When Rman shows errors like RMAN-20220 and RMAN-06004

Introduction:

On one of the product ion databases we are using BCVS  (Business Continuity Volume) ) in the Emc boxes to make  Rman backups.  Basically done by putting  the source (production) Database into begin backup mode then split the mirror.

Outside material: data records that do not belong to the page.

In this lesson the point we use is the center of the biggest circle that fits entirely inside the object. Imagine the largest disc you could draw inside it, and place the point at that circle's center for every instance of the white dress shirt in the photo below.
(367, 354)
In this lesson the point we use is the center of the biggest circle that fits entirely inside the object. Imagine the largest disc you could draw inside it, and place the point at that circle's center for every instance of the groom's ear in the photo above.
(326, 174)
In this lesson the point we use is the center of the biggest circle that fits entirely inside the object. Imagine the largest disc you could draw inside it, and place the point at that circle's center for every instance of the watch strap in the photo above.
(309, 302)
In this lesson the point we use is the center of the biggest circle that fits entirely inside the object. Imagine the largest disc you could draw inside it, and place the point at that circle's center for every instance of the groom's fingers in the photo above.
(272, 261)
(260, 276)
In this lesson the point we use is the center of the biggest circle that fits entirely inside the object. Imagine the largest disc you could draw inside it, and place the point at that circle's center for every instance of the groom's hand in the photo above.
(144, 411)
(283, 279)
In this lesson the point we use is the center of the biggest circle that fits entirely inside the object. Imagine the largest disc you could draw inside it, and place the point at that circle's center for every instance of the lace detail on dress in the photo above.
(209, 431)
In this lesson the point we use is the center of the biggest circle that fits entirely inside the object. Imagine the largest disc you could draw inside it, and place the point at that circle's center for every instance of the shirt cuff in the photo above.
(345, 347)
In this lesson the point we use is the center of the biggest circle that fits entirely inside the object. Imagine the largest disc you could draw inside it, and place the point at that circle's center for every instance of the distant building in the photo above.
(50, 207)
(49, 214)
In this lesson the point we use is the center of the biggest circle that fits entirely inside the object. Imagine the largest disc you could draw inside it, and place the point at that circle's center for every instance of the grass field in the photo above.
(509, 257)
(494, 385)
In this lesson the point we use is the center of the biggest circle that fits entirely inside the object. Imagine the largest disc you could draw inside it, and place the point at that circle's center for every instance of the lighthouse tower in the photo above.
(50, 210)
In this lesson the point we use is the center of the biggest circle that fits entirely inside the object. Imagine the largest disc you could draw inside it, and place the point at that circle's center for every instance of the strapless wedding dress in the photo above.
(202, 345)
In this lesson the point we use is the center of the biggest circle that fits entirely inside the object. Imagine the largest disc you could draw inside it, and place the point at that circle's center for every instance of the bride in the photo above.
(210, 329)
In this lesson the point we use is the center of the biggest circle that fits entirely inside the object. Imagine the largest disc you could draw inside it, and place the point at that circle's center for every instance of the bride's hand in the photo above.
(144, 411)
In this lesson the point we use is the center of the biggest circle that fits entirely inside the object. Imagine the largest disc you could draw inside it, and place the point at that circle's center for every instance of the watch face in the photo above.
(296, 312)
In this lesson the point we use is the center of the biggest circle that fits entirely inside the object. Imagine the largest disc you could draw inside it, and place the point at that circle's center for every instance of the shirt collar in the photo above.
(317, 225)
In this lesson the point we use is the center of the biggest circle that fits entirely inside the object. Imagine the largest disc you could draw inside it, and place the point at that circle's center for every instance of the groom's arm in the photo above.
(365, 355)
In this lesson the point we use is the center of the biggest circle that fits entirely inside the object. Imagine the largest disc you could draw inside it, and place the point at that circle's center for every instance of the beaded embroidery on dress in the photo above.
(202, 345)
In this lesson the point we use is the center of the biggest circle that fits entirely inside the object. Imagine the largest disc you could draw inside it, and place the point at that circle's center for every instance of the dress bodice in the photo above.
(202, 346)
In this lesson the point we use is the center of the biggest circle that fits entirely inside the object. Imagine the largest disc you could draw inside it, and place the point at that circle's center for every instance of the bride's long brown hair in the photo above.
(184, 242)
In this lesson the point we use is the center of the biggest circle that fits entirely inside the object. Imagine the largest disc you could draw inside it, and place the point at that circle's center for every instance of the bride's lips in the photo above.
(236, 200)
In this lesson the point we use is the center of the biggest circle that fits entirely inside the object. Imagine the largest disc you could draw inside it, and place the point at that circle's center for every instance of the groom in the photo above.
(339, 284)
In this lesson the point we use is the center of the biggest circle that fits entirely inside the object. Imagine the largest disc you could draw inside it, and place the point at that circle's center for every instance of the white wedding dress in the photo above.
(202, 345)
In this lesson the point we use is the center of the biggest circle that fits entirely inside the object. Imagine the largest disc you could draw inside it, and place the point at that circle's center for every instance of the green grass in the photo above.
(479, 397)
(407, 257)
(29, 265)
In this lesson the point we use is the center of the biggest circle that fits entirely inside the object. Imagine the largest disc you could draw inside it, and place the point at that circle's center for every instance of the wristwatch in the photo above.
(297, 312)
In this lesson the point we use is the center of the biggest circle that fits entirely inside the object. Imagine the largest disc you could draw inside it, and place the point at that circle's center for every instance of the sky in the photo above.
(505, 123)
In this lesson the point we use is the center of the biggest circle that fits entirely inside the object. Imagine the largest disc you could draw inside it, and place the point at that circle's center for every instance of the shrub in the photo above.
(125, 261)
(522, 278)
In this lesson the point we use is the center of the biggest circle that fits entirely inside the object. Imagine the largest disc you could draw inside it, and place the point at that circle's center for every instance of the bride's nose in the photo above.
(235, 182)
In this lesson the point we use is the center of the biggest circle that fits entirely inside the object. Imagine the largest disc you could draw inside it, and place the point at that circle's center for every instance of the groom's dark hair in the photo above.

After the split the source environment is put to end backup mode and the Bcv is being mounted on a different server to make the Rman level backups.  It is also important to mention the we are using an Rman catalog  database where every source database present has its own Schema with the catalog for that database only.

On the Source database  the archives are put to tape.

For a great explain of the concept I recommend following blog  by one of my Heroes:  Martin Bach:

http://martincarstenbach.wordpress.com/2011/05/24/offloading-production-backups-to-a-different-storage-array/

In my environment  i got alarmed that the backup of the control file on the backup server was no longer  running. So it was time again to gear up and go out there and investigate .

Details:

On the backup server we use a tailored script to do the level backup , and in that script aso a backup of the control file  is included .  When I was looking at the log files I see that this Rman (bcv)  level backup is  doing two things :

  • Produce a level backup which is successful ,
  • After that  a copy of the control file is registered in the catalog and is put to  tape . That part is failing all the time now ( even though  the log files show the  backup as success) .

In the log files on the backup server I see after a successful level backup  following error:

 RMAN> run {
2> debug off;
3> allocate channel d1 type disk;
4> catalog controlfilecopy '/opt/oracle/admin/backup/MYDB1/backup_controlfile_MYDB1_2014_02_01_23:20.bck';
5> release channel d1;
6> allocate channel t1  type  'SBT_TAPE';
7> send 'NSR_ENV=(NSR_SERVER=MYNSR_SERVER,NSR_CLIENT=MYDB_SERVER, NSR_DATA_VOLUME_POOL=REP#0032#G02#LTO3, NSR_GROUP=DAT_0032_G02_
LTO3_TSR_local_01, NSR_SAVESET_BROWSE="0032 Days", NSR_SAVESET_RETENTION="0032 Days")';
8> backup
9> format 'ctrl_level1_%d_201402012208_3605724822_%p_%U'
10> controlfilecopy '/opt/oracle/admin/backup/MYDB1/backup_controlfile_MYDB1_2014_02_01_23:20.bck';
11> release channel t1;
12> }
Debugging turned off

allocated channel: d1
channel d1: sid=593 devtype=DISK

cataloged control file copy
control file copy filename=/opt/oracle/admin/backup/MYDB1/backup_controlfile_MYDB1_2014_02_01_23:20.bck recid=1280 stamp=83
8423230

released channel: d1

allocated channel: t1
channel t1: sid=593 devtype=SBT_TAPE
channel t1: NMO v5.0.0.0

sent command to channel: t1

Starting backup at 01-FEB-14
released channel: t1
RMAN-00571: ===========================================================
RMAN-00569: =============== ERROR MESSAGE STACK FOLLOWS ===============
RMAN-00571: ===========================================================
RMAN-03002: failure of backup command at 02/01/2014 23:20:35
RMAN-06004: ORACLE error from recovery catalog database: RMAN-20220: control file copy not found in the recovery catalog
RMAN-06090: error while looking up control file copy: /opt/oracle/admin/backup/MYDB1/backup_controlfile_MYDB1_2014_02_01_23:20.bck

At  first moment I don’t see it why this is failing so it is under investigation but it already feels like a nice puzzle.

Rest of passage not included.